The larvae feeds for four days, and once it has fully-fed, it drops from its host, leaving a red welt with a hard, white center on the skin that itches severely and has the potential to develop dermatitis. Swelling, itching, welts, or fever can continue for a week or longer. Scratching a bite, or breaking the skin, can result in a secondary infection. Fortunately, chiggers are not known to spread any forms of disease in America. The majority of chigger bites occur around a person's ankles, groin, crotch area, in a person's arm pits, or behind the person's knees. Barriers to migration on a person's skin, such as belts, might be one reason why chigger bites are also common around a person's waist, or in other areas of a person's body where migration is prevented due to compression from clothing.
The bite from a chigger itself is something that is not noticeable. Once a chigger has started to inject digestive enzymes into a person's skin, often within one to three hours, the person begins to experience symptoms.
The symptoms of a chigger bite can include the following:
Treating Chigger Bites
Many of the home remedies for chigger bites are based upon the belief that chiggers somehow burrow into and remain in a person's skin; these beliefs are incorrect. People have applied alcohol, nail polish, and bleach to bites in attempts to somehow suffocate or kill chiggers. Due to the fact that chiggers are not present in the person's skin, these remedies are not effective in the slightest.
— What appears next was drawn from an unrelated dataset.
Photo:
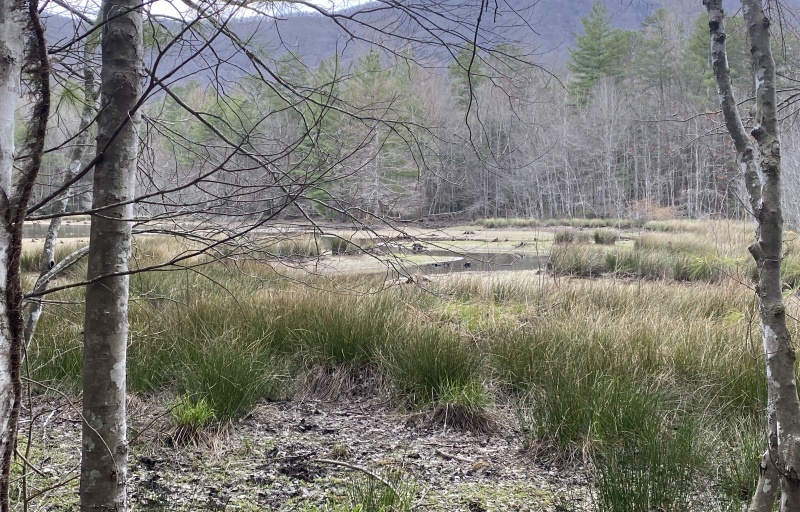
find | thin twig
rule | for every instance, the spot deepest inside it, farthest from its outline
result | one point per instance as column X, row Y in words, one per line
column 359, row 468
Treatment for chigger bites is directed towards relieving the itching and inflammation the person is experiencing. Corticosteroid creams and calamine lotion can be used to control the itching. Oral antihistamines such as diphenhydramine can also be used to provide relief.
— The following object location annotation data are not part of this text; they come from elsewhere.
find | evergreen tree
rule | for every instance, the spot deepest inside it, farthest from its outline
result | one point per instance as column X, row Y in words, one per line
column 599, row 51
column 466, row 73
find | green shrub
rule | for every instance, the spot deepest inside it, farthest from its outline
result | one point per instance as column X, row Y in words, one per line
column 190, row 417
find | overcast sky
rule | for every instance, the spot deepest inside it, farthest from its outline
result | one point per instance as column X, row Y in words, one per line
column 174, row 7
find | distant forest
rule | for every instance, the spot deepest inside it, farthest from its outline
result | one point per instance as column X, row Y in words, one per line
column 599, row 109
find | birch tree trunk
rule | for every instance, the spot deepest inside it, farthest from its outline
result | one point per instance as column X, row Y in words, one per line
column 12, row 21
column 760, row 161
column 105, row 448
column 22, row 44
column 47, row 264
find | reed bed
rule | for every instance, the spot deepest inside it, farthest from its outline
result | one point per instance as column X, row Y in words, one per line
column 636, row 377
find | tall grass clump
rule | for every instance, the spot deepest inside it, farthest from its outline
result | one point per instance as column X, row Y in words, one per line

When a person returns from a chigger-infested area they should wash their clothing in hot, soapy water for around a half an hour. The infested clothing should not be worn again until they are washed appropriately or exposed to hot sunshine. Clothes that have not been washed, or clothes that have been washed in cold water, will still contain chiggers and re-infest a person's skin. It is important for the person to take a hot bath or shower and wash with soap repeatedly. The chiggers might be dislodged from the person's skin, but the person will still have the stylostomes that cause the severe itching.
Deep scratching with the intention of removing stylostomes may cause a person to contract a secondary infection. To temporarily relieve itching, apply benzocaine, calamine lotion, or hydrocortisone cream. Some people use cold cream, Vaseline, or baby oil. Chigger bites do not cause any long-term complications of themselves. Prolonged itching and scratching can lead to skin wounds that have the potential to become infected.
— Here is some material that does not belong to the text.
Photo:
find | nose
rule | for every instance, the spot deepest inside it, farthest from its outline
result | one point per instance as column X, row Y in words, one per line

To help prevent the presence of chiggers, mow weeds, briar's, lawns, thick vegetation, and eliminate moisture and shade. Doing so will reduce the populations of chiggers. Allow sunlight and air to circulate freely. Chigger larvae have the ability to penetrate a number of types of clothing, but high boots and trousers made of tightly-woven fabric that is tucked into stocking or boots can help in deterring them. Before you enter an area where you know chiggers are present, protect yourself by using a repellent such as DEET, Off, Detamide, Repel, or another form of insecticide. Apply the repellent to your skin and your clothing, particularly your arms, hands, and legs - as well as opening in your clothing. Keep moving since the worst chigger infestations happen when you are sitting or laying down.